In T207192 an-worker1078->95 have been configured as hadoop worker nodes (datanode partitions configured). We need to remove analytics1028->1041 from service and add the newer ones.
Notes:
- Decomming a node is explained in https://wikitech.wikimedia.org/wiki/Analytics/Systems/Cluster/Hadoop/Administration#Decommissioning
- Adding new workers should be a matter of updating the rack awareness config for HDFS and assign to them the right puppet role
- analytics1028 and analytics1035 are journal nodes, so the journal config needs to move to other two servers before decomming them completely.
A safe procedure to move journal nodes could be the following:
- Set HDFS in safe mode (no writes accepted)
- stop/mask the two journal node daemons (on analytics1028 and analytics1035)

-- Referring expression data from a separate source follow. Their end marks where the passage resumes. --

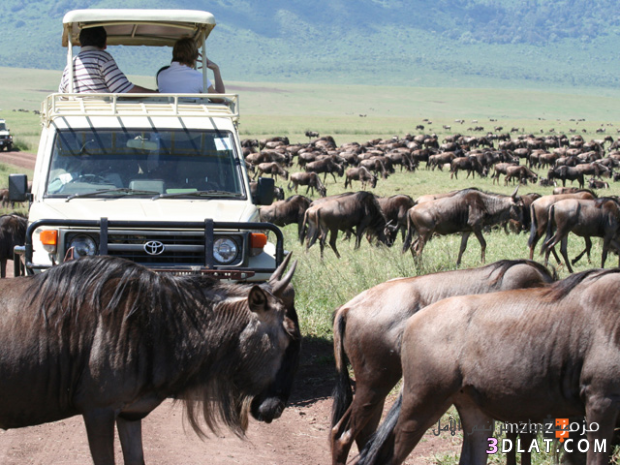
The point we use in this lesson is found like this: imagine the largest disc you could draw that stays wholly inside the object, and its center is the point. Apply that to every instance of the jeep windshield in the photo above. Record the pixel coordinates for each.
(100, 163)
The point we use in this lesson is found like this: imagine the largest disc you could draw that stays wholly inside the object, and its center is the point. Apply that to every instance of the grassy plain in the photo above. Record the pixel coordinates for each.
(360, 113)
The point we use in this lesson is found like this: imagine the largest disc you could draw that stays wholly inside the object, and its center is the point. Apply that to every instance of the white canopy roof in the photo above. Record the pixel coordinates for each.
(139, 27)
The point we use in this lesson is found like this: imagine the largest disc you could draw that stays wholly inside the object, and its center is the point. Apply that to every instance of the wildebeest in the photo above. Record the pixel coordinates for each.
(467, 211)
(272, 168)
(309, 179)
(327, 165)
(359, 210)
(395, 210)
(286, 212)
(368, 330)
(587, 218)
(12, 233)
(519, 355)
(110, 340)
(359, 174)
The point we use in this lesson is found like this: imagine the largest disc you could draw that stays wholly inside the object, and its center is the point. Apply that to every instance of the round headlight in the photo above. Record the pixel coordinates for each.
(83, 245)
(225, 250)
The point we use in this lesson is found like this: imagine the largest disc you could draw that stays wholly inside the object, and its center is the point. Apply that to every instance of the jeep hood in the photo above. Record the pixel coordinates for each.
(124, 209)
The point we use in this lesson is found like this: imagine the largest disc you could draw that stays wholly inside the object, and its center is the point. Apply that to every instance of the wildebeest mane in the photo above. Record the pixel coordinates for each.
(561, 289)
(503, 266)
(148, 316)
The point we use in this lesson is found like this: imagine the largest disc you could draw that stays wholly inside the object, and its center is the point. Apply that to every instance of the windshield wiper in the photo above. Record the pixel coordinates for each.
(208, 193)
(120, 190)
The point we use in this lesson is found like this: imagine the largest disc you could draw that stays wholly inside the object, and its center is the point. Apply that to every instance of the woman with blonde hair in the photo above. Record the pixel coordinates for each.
(182, 77)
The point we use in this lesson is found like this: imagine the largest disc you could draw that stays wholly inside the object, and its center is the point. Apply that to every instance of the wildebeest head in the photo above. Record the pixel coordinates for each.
(269, 405)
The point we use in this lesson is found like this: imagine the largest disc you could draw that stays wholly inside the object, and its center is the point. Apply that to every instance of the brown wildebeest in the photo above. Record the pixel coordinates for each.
(325, 166)
(470, 164)
(286, 212)
(272, 168)
(467, 211)
(521, 173)
(519, 355)
(114, 339)
(587, 218)
(539, 216)
(368, 330)
(359, 174)
(12, 233)
(566, 172)
(359, 210)
(309, 179)
(395, 210)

- merge a config change for puppet to move the journal config to another two nodes, copy the journal node partition to them and roll restart all the journal nodes
- Remove HDFS Safe mode
Hosts decommed from HDFS/Yarn:
- analytics1028
- analytics1029
- analytics1030
- analytics1031
- analytics1032
- analytics1033
- analytics1034
- analytics1035
- analytics1036
- analytics1037
- analytics1038
- analytics1039
- analytics1040
- analytics1041